TRA I COMBATTENTI DEL BATTAGLIONE INTERNAZIONALE Dopo il primo giorno tra i combattenti curdi sul fronte occidentale – dove per raggiungere le prime linee si usa un mezzo blindato “Made in Kobane”, ci dicono orgogliosi i curdi – il secondo giorno entriamo in città dalla parte orientale, dove gli scontri sono stati più violenti. La distruzione è totale. Nulla è rimasto in piede. La nostra guida, Cemal, propone di visitare il quartier generale del Battaglione Internazionale, una grande casa con un ampio atrio tappezzato da slogan sull’internazionale socialista e disegni di Falce e Martello. Troviamo una ventina di giovani di diverse nazionalità: americani, greci, francesi, una ragazza turca, ma anche due ragazzi italiani. Uno di loro, lombardo di 28 anni, ci accompagna al fronte. Non vogliono essere identificati o ripresi per paura di essere arrestati a ritorno in patria. “Sono qui a combattere a causa di Donald Trump”, dice John un 24enne americano venuta da Saint Louis, Missouri, che odia la politica “razzista” e “di destra” del presidente degli Stati Uniti. Il ragazzo americano, come tutti i suoi compagni, si definisce “comunista” come i combattenti dello Ypg. “Non aveva senso rimanere negli Usa dopo l’avvento di uno come Trump”, afferma. Nelle postazioni in prima linea incontriamo diversi giovani combattenti: curdi, arabi, cristiani che provengono da diverse parti del Paese. In ogni postazione ci sono almeno 10 persone che si danno il turno. Cibo e acqua arrivano dalle retrovie ogni giorno con mezzi blindati. Non lasciano mai la casa-base, dove rimangano anche tre settimane prima di avanzare in un’altra postazione. Molti di loro sono stanchi e non capiscono la lentezza con la quale arrivano gli ordini. “Ci sono le mine e i cecchini, è vero”, dice Haval un soldato con una bandana rossa in capo “ma penso che tanta lentezza sia dovuta a calcoli politici”.

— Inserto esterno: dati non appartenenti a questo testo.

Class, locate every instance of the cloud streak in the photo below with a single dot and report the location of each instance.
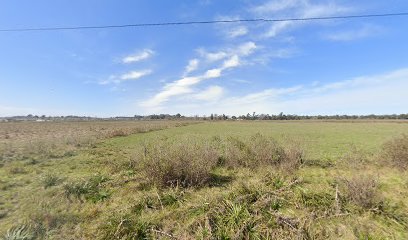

L’ULTIMA BATTAGLIA: L’ATTACCO A DEIR AZZOR E mentre l’Sdf ha lanciato anche una vasta offensiva su Deir Azzor, l’ultimo bastione Isis nell’est della Siria (zona di altissima importanza strategica sia perchè è ricca di petrolio sia perchè è essenziale per il controllo del confine con l’Iraq) a Raqqa, dove i jihadisti si ritrovano rinchiusi in uno spazio inferiore al 20% della superficie della città, le operazioni procedono con grande lentezza. Tra le cause, come hanno spiegato alcuni combattenti SDF, “c’è forse la necessità di inviare più combattenti possibili al nuovo fronte di Deir Ezzor”. Non a caso l’attacco è scattato il 9 settembre, pochi giorni dopo l’avanzata delle truppe del regime del presidente Bashar al Assad che hanno rotto un lungo assedio degli uomini del Califfato. “Noi di SDF siamo gli unici ad avere un progetto politico per il futuro di una Siria federata”, ha affermato ad askanews Mustafa Bali responsabile media di SDF, precisando che “più territorio riusciamo a conquistare più probabile è che in sede di negoziati con il regime questo nostro progetto potrà avere successo”. E in una futura federazione, è il loro progetto, i curdi avrebbero il controllo del Nord siriano, del “Rojava”.